LOCK TABLES a WRITE;
... DO INSERTS HERE
UNLOCK TABLES;
This benefits performance because the index buffer is flushed to disk only once, after all INSERT statements have completed. Normally, there would be as many index buffer flushes as there are INSERT statements.
But propably best you can do, and if that is possible in your application, you do a bulk insert with one single select.
This is done via Vector Binding and it's the fastest way you can go.
Instead
of:
"INSERT INTO tableName values()"
DO
"INSERT INTO tableName values(),(),(),().......(n) " ,
But consider this option only if parameter vector binding is possible with your mysql driver you're using.
Otherwise I would tend to the first possibility and LOCK the table for every 1000 inserts. Don't lock it for 100k inserts, because you'l get a buffer overflow.
Can you create one more table with 400 (not null) columns and run your test again? If the number of slow inserts became higher this could indicate MySQL is wasting time writing your records. (I dont know how it works, but he may be alocating more blocks, or moving something to avoid fragmentation.... really dont know)
We upgraded to MySQL 5.1 and during this event the Query cache became an issue with a lot of "Freeing items?" thread states. We then removed the query cache.
Either the upgrade to MySQL 5.1 or removing the query cache resolved this issue.
FYI, to future readers.
-daniel
We hit exactly the same issue and reported here:
http://bugs.mysql.com/bug.php?id=62381
We are using 5.1.52 and don't have solution yet.
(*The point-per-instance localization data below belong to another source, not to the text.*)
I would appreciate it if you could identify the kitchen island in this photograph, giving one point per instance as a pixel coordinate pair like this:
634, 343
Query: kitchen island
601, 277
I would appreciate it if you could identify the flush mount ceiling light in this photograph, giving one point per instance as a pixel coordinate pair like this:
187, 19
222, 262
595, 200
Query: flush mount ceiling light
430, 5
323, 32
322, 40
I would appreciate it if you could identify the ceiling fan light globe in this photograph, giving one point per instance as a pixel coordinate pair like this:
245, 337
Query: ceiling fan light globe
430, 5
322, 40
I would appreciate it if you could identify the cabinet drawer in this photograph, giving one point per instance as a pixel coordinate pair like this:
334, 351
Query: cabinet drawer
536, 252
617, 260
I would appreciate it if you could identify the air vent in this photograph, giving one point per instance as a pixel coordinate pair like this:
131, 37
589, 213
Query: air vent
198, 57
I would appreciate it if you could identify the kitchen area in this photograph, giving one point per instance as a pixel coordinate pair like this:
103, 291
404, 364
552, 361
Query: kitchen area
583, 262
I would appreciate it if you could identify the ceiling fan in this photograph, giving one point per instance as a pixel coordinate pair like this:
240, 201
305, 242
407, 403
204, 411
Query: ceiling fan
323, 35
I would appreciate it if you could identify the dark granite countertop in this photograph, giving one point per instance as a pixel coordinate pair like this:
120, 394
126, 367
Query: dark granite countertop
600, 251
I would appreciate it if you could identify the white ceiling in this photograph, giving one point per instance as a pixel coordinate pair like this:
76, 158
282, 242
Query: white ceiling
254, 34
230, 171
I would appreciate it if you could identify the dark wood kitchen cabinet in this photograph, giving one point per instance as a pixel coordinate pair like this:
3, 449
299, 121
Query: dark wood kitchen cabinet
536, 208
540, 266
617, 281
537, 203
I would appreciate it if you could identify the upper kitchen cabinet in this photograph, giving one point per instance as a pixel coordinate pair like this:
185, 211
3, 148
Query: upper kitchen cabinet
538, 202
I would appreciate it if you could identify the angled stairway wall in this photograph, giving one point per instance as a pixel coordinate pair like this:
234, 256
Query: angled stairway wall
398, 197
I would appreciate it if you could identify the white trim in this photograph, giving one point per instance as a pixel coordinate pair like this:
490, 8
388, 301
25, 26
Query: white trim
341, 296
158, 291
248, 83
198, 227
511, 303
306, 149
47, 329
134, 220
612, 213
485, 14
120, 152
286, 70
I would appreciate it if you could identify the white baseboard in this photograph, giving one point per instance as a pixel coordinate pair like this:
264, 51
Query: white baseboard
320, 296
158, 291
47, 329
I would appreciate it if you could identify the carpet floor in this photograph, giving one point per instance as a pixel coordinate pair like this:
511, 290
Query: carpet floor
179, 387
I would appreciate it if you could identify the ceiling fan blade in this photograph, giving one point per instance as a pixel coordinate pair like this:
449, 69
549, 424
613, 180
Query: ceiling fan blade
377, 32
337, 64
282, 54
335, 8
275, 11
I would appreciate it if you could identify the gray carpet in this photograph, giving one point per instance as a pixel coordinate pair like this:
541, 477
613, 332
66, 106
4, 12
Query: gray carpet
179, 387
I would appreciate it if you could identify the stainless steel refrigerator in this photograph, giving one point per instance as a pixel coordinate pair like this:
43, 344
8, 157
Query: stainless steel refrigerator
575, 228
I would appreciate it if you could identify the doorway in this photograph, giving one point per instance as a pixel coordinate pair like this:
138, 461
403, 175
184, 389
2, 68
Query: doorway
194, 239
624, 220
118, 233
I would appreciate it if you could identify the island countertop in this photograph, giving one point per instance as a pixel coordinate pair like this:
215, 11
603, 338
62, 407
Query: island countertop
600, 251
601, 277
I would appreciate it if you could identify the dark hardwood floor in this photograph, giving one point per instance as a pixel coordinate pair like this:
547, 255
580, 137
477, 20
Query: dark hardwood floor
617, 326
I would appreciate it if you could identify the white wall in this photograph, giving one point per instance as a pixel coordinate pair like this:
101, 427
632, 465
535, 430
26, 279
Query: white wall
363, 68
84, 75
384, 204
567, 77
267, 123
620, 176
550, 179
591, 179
We may need to turn QC off to avoid this perf hit.
if you are using multiple insertion at one using for loop, then please take a break after every loop using PHP's sleep("time in seconds") function.
Read this on Myisam Performance:
http://adminlinux.blogspot.com/2010/05/mysql-allocating-memory-for-caches.html
Search for:
'The MyISAM key block size The key block size is important' (minus the single quotes), this could be what's going on. I think they fixed some of these types of issues with 5.1
Can you check the stats on the disk subsystem? Is the I/O satuated? This sounds like internal DB work going on flushing stuff to disk/log.
To check if your disk is behaving badly, and if you're in Windows, you can create a batch cmd file that creates 10,000 files:
#echo OFF
FOR /L %%G IN (1, 1, 10000) DO TIME /T > out%%G.txt
save it in a temp dir, like test.cmd
Enable command extensions running CMD with the /E:ON parameter
CMD.exe /E:ON
Then run your batch and see if the time between the first and the last out file differ in seconds or minutes.
On Unix/Linux you can write a similare shell script.
By any chance is there an SSD drive in the server? Some SSD drives suffer from 'studder', which could cause your symptom.
In any case, I would try to find out if the delay is occurring in MySQL or in the disk subsystem.
What OS is your server, and what file system is the MySQL data on?